You know as a reviewer that you’re onto a loser when the best thing you can say about a record is that the cover art is kind of pretty. And certainly, Jade Richie’s multicoloured, abstract, noodly composition is a good deal more interesting than the tuneless indie-punk dross that accompanies it.
Hearts in Pencil is a bog-standard guitar/bass/drums trio that draws on uptempo REM, the wasp-in-the-speaker guitar style of Cake’s Greg Brown and the phoney sea-song imagery of The Coral, but remains uniquely, thoroughly, irredeemably rubbish at all times and in all modes. Producer/engineer George Shilling at least maintains a level of competence and professionalism throughout, but he seems to have little talent to work with. Principal offender is lead singer Lozzo, who doesn’t actually bother with any singing but instead yelps out various randomly adolescent thoughts about sex, death and the Hadron Particle Collider.
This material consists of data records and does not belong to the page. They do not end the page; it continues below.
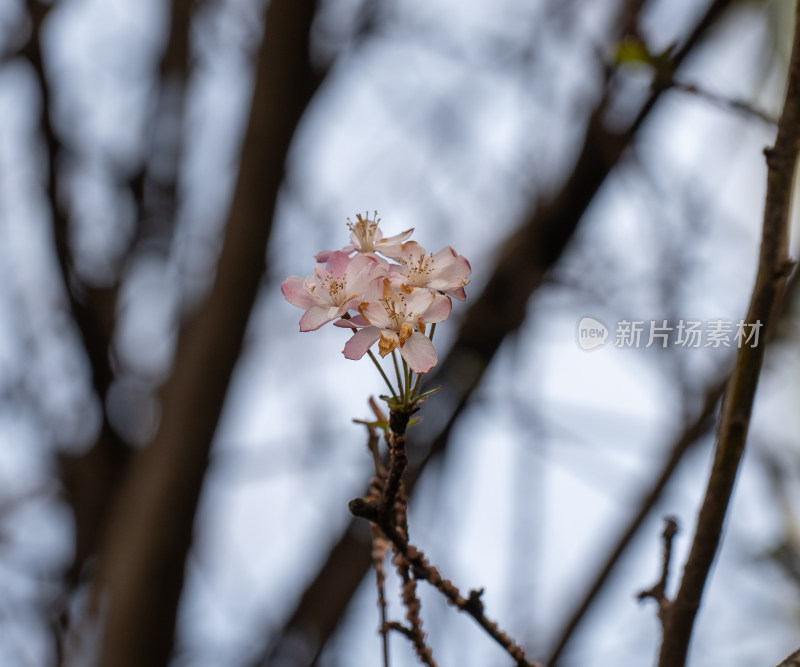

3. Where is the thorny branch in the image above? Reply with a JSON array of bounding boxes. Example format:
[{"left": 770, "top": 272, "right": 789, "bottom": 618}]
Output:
[{"left": 349, "top": 410, "right": 541, "bottom": 667}]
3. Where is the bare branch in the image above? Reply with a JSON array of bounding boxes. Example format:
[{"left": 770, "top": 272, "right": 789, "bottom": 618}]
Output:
[
  {"left": 659, "top": 3, "right": 800, "bottom": 667},
  {"left": 86, "top": 0, "right": 324, "bottom": 667}
]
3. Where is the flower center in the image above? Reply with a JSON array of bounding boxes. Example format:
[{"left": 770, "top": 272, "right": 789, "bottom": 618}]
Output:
[{"left": 347, "top": 211, "right": 381, "bottom": 252}]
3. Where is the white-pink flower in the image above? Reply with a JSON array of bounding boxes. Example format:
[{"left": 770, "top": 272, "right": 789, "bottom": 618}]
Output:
[
  {"left": 335, "top": 278, "right": 451, "bottom": 373},
  {"left": 393, "top": 241, "right": 472, "bottom": 301},
  {"left": 281, "top": 250, "right": 386, "bottom": 331},
  {"left": 316, "top": 211, "right": 414, "bottom": 262}
]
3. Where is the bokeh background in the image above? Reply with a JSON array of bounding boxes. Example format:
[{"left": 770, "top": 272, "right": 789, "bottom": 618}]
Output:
[{"left": 0, "top": 0, "right": 800, "bottom": 667}]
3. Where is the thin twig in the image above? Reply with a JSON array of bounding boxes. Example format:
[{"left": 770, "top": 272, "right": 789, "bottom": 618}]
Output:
[
  {"left": 637, "top": 517, "right": 678, "bottom": 620},
  {"left": 658, "top": 7, "right": 800, "bottom": 667}
]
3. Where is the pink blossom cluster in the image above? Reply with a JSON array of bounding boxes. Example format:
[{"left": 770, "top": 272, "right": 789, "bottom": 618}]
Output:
[{"left": 281, "top": 211, "right": 471, "bottom": 373}]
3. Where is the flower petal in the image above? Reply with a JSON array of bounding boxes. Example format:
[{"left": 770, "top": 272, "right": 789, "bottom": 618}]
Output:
[
  {"left": 342, "top": 327, "right": 381, "bottom": 359},
  {"left": 422, "top": 292, "right": 453, "bottom": 322},
  {"left": 326, "top": 250, "right": 350, "bottom": 278},
  {"left": 281, "top": 276, "right": 317, "bottom": 310},
  {"left": 400, "top": 331, "right": 439, "bottom": 373},
  {"left": 333, "top": 315, "right": 370, "bottom": 329},
  {"left": 300, "top": 305, "right": 341, "bottom": 331}
]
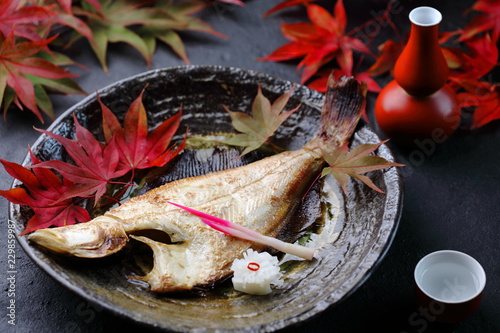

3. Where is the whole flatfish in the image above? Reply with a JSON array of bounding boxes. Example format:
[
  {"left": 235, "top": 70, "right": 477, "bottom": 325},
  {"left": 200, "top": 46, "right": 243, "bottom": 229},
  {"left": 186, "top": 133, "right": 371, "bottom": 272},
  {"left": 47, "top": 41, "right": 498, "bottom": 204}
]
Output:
[{"left": 29, "top": 77, "right": 366, "bottom": 292}]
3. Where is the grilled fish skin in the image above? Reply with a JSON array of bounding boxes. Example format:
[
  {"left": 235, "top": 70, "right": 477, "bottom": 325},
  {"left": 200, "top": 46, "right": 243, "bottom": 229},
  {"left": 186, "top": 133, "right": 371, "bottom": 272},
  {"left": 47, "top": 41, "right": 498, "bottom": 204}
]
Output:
[{"left": 29, "top": 76, "right": 366, "bottom": 292}]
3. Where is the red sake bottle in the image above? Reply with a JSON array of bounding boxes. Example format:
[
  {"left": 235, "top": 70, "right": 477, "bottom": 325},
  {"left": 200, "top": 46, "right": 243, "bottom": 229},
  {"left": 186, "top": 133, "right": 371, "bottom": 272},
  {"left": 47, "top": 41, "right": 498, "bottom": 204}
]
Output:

All four of the songs on this EP are terrible, but for the combination of irritating pseudery, Bert Weedon Play-In-A-Day acoustic guitar work and truly awful vocals, ‘A Place Called Pandemonium’ is as bad as they come. “Ghosts of the Conquistadors” is a bit more energetic and the electric guitarist knows his Blur but there’s still nothing worth hearing in four minutes of chugging by-the-numbers boredom. “Dusk is Drowned Forever” flirts with delayed guitar before settling on acoustic lameness from thereon in. The vocalist sounds royally pissed in both the American and English senses.
Hearts in Pencil don’t sound like they are trying a leg. You look for energy, wit and youth and all you get is a putrid canal of bland. Give this a wide berth.